3. Make Peace with Food Call a truce, stop the food fight! Give yourself unconditional permission to eat. If you tell yourself that you can't or shouldn't have a particular food, it can lead to intense feelings of deprivation that build into uncontrollable cravings and, often, bingeing When you finally “give-in” to your forbidden food, eating will be experienced with such intensity, it usually results in Last Supper overeating, and overwhelming guilt.

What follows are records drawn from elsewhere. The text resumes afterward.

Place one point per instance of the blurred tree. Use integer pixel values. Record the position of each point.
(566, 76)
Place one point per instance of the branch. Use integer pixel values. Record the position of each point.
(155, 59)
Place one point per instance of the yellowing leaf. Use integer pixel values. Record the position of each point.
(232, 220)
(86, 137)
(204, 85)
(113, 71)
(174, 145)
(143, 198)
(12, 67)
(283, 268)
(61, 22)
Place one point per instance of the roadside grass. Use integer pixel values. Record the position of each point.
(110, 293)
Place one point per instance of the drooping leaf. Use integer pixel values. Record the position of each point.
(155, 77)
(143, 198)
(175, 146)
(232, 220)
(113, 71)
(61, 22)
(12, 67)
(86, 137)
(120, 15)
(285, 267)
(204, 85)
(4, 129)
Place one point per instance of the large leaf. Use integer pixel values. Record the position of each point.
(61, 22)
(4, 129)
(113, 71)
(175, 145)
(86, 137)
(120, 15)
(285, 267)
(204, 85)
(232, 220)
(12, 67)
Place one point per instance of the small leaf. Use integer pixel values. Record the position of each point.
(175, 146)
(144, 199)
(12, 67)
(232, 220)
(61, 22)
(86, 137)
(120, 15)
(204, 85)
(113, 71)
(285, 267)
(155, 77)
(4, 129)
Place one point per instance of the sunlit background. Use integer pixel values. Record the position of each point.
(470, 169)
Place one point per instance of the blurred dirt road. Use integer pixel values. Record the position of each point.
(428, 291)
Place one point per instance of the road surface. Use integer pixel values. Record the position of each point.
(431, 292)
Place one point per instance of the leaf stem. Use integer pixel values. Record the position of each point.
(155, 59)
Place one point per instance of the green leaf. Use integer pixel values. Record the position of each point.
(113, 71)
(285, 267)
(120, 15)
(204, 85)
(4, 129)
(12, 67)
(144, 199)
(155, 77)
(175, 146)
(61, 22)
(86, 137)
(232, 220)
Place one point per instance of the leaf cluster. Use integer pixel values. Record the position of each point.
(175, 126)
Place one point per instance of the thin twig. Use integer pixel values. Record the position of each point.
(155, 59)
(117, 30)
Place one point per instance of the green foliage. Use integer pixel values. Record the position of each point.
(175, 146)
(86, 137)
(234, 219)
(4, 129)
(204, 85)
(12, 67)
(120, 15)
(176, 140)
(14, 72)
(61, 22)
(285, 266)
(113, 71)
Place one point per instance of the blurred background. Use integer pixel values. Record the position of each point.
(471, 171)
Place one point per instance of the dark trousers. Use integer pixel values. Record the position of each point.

4. Challenge the Food Police .Scream a loud "NO" to thoughts in your head that declare you're "good" for eating minimal calories or "bad" because you ate a piece of chocolate cake. The Food Police monitor the unreasonable rules that dieting has created . The police station is housed deep in your psyche, and its loud speaker shouts negative barbs, hopeless phrases, and guilt-provoking indictments. Chasing the Food Police away is a critical step in returning to Intuitive Eating. 

 A transformation on the inside will lead to a transformation on the outside.